New standards allow disparate data sets to integrate
Led by researchers at University of Oxford (UK) and the Harvard Stem Cell Institute (HSCI) at Harvard University, (USA), more than 50 collaborators at over 30 scientific organizations around the globe have agreed on a common standard that will make possible the consistent description of enormous and radically different databases compiled in fields ranging from genetics to stem cell science, to environmental studies.
The new standard provides a way for scientists in widely disparate fields to co-ordinate each other’s findings by allowing behind-the-scenes combination of the mountains of data produced by modern, technology driven science.
“We are now working together to provide the means to manage enormous quantities of otherwise incompatible data, ranging from the biomedical to the environmental,” says Susanna-Assunta Sansone, Ph.D, Team Leader of the project at the University of Oxford’s Oxford e-Research Centre.
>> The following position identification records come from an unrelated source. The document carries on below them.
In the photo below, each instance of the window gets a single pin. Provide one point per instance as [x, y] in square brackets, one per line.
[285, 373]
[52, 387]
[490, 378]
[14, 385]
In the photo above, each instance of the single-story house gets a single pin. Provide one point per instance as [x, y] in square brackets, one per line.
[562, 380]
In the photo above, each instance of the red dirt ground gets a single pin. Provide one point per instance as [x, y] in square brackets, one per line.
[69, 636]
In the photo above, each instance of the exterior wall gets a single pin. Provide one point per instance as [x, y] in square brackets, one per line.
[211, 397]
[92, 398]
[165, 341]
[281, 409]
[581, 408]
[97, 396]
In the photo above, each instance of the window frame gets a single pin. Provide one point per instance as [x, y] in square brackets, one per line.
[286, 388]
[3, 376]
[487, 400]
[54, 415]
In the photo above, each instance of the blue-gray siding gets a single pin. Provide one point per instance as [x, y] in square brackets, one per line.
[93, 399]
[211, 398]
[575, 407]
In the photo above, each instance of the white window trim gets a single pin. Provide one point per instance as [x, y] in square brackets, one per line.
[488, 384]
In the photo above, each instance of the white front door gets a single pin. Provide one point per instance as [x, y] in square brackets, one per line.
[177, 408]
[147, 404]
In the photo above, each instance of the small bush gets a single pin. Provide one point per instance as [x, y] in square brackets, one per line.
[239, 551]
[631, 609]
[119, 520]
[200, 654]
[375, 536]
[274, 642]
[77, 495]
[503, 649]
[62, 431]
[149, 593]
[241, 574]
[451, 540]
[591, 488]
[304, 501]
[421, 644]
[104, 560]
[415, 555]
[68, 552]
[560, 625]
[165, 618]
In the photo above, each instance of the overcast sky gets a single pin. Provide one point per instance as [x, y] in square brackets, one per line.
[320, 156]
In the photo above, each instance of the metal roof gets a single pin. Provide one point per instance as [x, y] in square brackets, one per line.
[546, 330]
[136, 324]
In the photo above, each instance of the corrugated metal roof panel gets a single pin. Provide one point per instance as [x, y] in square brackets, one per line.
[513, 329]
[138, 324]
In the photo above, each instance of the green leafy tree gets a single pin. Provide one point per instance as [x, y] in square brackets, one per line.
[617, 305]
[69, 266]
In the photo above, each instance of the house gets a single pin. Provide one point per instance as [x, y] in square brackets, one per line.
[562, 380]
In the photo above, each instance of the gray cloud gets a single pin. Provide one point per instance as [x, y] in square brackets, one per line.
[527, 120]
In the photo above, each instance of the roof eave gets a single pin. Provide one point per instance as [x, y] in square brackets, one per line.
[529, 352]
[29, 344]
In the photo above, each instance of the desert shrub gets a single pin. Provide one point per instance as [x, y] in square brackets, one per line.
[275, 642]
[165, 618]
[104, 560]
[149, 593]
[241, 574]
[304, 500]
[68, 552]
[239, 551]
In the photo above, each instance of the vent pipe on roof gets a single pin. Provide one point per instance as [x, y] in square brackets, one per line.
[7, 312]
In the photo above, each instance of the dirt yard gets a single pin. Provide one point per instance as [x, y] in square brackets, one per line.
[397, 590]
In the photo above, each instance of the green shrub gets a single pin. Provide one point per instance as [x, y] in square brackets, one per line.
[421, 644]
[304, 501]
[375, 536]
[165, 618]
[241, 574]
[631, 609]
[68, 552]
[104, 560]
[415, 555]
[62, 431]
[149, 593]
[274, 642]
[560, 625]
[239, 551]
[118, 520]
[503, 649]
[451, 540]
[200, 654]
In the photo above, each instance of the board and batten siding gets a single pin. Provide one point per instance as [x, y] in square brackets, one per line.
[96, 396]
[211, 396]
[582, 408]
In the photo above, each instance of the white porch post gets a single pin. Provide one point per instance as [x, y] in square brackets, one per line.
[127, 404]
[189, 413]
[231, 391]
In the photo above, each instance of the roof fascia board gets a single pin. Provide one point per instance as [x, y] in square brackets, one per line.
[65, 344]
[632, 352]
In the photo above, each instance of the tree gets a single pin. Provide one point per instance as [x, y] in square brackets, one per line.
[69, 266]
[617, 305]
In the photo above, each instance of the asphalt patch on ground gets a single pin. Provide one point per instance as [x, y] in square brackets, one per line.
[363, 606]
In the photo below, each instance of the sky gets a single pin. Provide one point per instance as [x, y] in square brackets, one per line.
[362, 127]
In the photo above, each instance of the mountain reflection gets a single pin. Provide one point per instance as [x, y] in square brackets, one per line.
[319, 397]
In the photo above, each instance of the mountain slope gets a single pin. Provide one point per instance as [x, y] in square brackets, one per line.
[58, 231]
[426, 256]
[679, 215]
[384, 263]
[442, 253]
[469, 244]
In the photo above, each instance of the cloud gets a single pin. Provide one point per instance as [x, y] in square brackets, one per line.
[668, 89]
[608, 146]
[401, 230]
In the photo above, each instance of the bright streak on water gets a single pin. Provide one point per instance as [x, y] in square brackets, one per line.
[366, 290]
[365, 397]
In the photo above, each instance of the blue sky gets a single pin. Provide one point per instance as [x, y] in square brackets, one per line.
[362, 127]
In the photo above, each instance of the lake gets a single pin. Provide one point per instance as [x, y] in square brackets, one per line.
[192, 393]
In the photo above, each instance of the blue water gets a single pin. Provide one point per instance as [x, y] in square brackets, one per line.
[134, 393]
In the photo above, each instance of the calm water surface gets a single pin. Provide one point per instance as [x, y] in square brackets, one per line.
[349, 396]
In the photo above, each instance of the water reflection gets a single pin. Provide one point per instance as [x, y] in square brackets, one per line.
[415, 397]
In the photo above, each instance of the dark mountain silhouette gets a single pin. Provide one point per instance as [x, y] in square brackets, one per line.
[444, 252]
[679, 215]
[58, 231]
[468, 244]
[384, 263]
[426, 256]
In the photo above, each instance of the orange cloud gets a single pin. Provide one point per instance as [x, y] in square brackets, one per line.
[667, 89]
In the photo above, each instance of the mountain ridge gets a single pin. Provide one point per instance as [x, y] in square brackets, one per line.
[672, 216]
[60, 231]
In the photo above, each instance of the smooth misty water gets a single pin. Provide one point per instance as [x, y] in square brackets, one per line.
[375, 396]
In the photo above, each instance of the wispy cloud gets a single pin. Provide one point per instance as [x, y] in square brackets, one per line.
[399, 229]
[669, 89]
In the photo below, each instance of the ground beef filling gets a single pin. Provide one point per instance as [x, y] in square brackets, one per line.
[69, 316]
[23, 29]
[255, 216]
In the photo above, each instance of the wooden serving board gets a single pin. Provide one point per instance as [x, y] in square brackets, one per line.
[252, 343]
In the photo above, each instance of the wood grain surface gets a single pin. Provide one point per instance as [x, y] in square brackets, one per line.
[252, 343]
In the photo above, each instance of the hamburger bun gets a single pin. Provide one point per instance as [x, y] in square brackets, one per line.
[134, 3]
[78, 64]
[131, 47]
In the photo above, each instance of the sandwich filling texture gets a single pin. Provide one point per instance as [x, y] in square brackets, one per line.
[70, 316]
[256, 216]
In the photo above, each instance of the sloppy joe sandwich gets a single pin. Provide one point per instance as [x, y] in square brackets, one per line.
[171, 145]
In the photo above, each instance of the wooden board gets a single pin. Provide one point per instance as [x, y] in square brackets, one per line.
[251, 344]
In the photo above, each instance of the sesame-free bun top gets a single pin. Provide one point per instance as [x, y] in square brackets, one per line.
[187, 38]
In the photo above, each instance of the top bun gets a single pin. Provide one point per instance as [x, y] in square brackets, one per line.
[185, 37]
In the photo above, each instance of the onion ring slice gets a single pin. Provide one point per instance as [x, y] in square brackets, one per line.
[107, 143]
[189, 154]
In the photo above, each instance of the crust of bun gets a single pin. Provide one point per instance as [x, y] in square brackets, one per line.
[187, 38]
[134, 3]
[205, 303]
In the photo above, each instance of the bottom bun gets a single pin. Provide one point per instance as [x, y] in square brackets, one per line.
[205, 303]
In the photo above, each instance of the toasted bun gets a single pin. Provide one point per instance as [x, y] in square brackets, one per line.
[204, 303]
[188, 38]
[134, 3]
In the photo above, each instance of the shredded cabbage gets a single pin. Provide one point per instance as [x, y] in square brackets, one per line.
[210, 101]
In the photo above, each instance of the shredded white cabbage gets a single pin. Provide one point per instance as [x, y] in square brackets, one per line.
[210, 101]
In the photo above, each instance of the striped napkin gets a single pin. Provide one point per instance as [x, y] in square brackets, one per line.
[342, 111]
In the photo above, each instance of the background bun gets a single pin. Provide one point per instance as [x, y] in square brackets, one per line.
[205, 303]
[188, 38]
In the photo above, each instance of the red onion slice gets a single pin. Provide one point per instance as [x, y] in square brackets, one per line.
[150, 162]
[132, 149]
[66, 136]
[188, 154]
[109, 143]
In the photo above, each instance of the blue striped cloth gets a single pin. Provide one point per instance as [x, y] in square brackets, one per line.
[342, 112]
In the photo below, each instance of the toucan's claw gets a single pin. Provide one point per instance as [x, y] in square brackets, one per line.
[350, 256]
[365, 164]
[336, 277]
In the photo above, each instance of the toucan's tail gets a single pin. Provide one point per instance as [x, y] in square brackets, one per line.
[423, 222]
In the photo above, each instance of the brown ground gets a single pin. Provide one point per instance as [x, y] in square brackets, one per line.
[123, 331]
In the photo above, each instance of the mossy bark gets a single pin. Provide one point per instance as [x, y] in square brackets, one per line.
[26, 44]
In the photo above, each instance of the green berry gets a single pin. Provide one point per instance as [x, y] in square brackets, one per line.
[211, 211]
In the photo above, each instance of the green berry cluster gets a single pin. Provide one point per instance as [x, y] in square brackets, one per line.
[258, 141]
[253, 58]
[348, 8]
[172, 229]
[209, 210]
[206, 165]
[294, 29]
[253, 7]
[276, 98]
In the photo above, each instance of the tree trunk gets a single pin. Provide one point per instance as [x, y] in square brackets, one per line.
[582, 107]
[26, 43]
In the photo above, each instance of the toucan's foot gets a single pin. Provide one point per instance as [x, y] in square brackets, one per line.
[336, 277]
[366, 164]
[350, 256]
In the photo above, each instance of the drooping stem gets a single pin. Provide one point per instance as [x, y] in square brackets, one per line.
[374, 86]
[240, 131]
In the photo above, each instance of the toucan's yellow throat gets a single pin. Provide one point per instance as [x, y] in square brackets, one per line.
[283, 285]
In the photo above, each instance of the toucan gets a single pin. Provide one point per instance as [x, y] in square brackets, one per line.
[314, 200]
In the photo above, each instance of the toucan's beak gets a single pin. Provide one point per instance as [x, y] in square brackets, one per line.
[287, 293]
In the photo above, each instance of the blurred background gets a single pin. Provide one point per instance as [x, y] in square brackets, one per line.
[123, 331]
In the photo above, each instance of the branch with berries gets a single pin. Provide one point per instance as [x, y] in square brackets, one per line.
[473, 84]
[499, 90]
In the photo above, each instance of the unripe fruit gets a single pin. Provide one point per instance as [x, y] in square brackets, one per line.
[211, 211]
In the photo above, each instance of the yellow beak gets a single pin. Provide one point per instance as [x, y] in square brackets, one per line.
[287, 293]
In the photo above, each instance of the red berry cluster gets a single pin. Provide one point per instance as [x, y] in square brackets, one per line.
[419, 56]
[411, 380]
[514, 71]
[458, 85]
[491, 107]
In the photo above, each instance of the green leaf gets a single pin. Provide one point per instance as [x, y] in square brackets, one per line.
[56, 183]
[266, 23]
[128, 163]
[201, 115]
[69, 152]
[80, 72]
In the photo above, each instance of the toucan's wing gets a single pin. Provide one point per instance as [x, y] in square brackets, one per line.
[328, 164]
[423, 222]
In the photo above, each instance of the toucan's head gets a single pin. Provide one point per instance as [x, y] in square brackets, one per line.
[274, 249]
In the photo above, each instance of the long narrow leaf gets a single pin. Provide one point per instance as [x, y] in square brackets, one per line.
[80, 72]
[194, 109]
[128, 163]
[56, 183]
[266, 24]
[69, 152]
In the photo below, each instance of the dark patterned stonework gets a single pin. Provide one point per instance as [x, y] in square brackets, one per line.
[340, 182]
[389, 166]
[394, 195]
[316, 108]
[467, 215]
This standard-compliant data sharing effort and the establishment of its on-line presence, the ISA Commons – www.isacommons.org, is described in a Commentary published today in the journal Nature Genetics. The commentary is signed by all the collaborators.
“An example of how this works at the Harvard Stem Cell Institute is that we can now find a relationship between experiments involving normal blood stem cells in fish and cancers in children”, says Winston Hide, director of HSCI’s new Center for Stem Cell Bioinformatics, and an associate Professor of Bioinformatics at the Harvard School of Public Health.
ISA Commons is also being used at Harvard Medical School (HMS) by the HMS LINCS (Library of Integrated Network-based Cellular Signatures) project, led by Professors Peter Sorger and Timothy Mitchison.
It was necessary to establish common data standards, say the commentary’s authors, because of the tsunami of data and technologies washing over the sciences. “There are hundreds of new technologies coming along but also many ways to describe the information produced” said Sansone, noting that “we can take a jigsaw puzzle of different sciences and now fit the many pieces together to form a complete picture”.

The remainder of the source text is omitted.